Sounds reasonable; I haven't actually tried using one of my SAMBA shares as a data drive. Some Windows programs are not happy with network drives, and sometimes permission issues are a pain with shared files, so setup your SAMBA shares with the appropriate create mask. I suspect the speed will be acceptable, but not nearly as fast as using the drive directly. Ordinary access to network SAMBA drives on the host is usually pretty fast in my experience.

If you use KVM/qemu you can install the virtio drivers including the balloon driver, which I believe is supposed to address this particular issue.

Hope that helps.

So far as I can determine, most of the problem is Bit9 but another big chunk is McAfee.

Lots of programs aren't happy with network paths, but are fine as long as you map the share to a drive letter and then access through that drive letter.

I'm not aware of programs that don't like shares accessed through mapped drive letters.
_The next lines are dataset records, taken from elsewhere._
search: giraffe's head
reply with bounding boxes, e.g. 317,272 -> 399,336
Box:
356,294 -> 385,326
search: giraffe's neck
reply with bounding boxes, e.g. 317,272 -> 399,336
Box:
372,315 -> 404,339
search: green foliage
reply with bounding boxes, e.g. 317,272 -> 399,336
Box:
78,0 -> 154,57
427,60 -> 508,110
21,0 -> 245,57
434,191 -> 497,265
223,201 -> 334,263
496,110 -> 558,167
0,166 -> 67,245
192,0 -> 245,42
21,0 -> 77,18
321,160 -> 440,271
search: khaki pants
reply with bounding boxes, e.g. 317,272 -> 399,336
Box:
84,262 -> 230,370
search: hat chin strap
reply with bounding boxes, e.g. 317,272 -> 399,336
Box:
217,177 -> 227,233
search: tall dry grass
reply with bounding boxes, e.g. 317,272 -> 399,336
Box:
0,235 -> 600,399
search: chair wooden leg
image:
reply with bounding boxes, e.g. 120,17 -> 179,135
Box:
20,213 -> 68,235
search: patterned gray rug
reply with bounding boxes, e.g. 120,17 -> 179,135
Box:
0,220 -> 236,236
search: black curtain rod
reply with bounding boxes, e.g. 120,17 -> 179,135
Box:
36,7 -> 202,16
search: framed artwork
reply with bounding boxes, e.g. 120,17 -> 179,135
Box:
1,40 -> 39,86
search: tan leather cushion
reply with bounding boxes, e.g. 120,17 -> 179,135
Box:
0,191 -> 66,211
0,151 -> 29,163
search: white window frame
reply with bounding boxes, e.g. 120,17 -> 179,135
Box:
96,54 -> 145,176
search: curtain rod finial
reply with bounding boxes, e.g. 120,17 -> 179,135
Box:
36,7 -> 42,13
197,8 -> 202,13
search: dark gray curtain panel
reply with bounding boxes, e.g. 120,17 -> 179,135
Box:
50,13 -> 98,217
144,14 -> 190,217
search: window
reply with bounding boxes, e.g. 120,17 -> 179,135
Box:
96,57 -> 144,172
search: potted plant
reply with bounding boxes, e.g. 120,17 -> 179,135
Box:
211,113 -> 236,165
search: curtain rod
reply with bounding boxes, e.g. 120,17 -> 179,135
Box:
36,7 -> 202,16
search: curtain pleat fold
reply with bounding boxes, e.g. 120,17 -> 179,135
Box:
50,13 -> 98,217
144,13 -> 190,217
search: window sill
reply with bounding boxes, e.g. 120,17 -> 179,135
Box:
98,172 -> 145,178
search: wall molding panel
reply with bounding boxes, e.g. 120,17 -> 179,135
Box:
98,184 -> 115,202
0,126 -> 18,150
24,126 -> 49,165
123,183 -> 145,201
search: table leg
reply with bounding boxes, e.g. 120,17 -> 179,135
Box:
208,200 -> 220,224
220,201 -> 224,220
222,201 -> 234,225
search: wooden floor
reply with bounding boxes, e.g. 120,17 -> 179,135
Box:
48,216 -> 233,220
If there are such, I hope those don't wreck my plan.

Figuring out how to use SAMBA at all, is still on my to-do list. The IT person who will be helping has set up a lot of SAMBA shares, and will probably get that right. But since it will be my main compute resource, I need to also know that part myself.

I can't remember which ones tripped over this, but even with mapped drives it occasionally happens. W7 is funny with samba also; by default it uses "homegroups" so you have to change the default network settings to use usernames and passwords.

The IT person here is more experienced with Virtualbox and will use that unless I have very good reason to talk him out of it.

That seems to also have a balloon driver.

The hardware will probably be here in two weeks.

What else should I try to figure out before setting it up?

Is Virtualbox a good choice? If not, why not?

as far as I know virtualbox eats up more resources, and probably slower, otherwise they are more or less same. It depends on what do you want to run inside your vm.